Canadian growth stocks have been in a world of pain over the past few quarters, with none other than TSX tech darling Shopify (TSX:SHOP)(NYSE:SHOP) paving the way lower.
Indeed, it’s not a great situation to be in for Canadian investors who’ve flocked to the e-commerce firm for their tech exposure. Though the top Canadian growth play does have a considerable amount of bounce-back potential, given analyst estimates are still quite elevated, I think investors must watch out for what could be a queue of downgrades over the coming weeks and months.
Regardless, Shopify is still a great business over the long run, with a top-notch management team. And the recent decline will eventually overextend itself.
Shopify stock caught in the crosshairs of a vicious growth stock selloff
Shopify, the business, is still firing on all cylinders, even though the recent quarter revealed a bit of softness as a result of unfavourable comparables on a year-over-year basis. Add the potential for an economic downturn (a recession in 2023?) in the equation, and it’s clear that Shopify stock does deserve to trade at much lower multiples. At these levels, though, I think the name has been oversold and may be overdue for a bounce once this tech-driven selloff finally concludes.
With Morgan Stanley’s Mike Wilson warning that the S&P 500 could fall into a bear market, risk-on growth stocks could tumble further into the abyss. Indeed, rate hikes are not good news for the hottest of growth stocks. And here in Canada, Shopify is one of the growthiest household names.
In this piece, we’ll look at Shopify stock and determine whether the falling knife is worth reaching towards to play a potential growth bounce.
Shopify stock: In free-fall mode
At around $580 and change per share, Shopify stock has now shed a grand total of about 73% from its peak. That’s a substantial drawdown to say the least. But shares aren’t close to being cheap, at least through the eyes of a value-conscious investor. Shopify trades for just north of 12 times sales. That’s pretty much in line with most other high-tech growth stocks these days. The major concern with Shopify, though, is if the company can reaccelerate its top-line growth going into what now appears to be a perfect storm of headwinds.

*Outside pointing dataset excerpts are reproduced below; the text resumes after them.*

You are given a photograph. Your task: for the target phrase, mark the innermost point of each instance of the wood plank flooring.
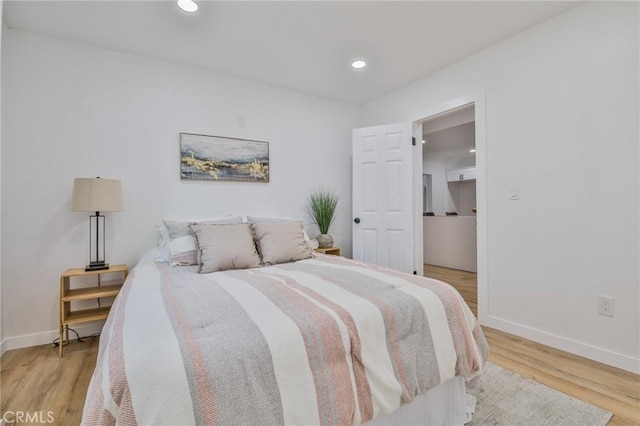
(35, 379)
(607, 387)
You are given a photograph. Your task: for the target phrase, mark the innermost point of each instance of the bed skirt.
(447, 404)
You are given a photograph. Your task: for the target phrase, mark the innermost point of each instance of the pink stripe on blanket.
(463, 340)
(362, 383)
(203, 397)
(392, 335)
(324, 346)
(118, 385)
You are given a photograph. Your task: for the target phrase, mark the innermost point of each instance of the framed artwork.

With rates rising faster, investors aren’t as willing to pay up for sales growth. Further, they will not be nearly as forgiving if a company fails to impress in its quarterly earnings. Now, the valuation reset has lowered the bar ahead of first-quarter numbers. Still, an economic downturn will not bode well for online retailers as a whole.
As analysts look to re-evaluate their models, I wouldn’t look to buy the dip in SHOP stock quite yet. It’s falling too fast, and knife-catchers could risk getting hurt over the near term.
If central banks can’t engineer a soft landing and a large chunk is taken out of GDP, there’s a chance that Shopify stock could test the 2020 lows of around $500 per share this year. At such a level, I’d be more willing to jump in. But for now, Shopify stock is a name to keep on your radar.
The bottom line
There’s nothing fundamentally wrong with the company. It’s finally running into an environment where the winds are facing its head rather than its tail! And with that could bring forth an entry point not seen in many years.
Canadians who missed the Shopify boat over the years may finally get a chance to punch their ticket at a reasonable valuation, perhaps even at a single-digit price-to-sales multiple.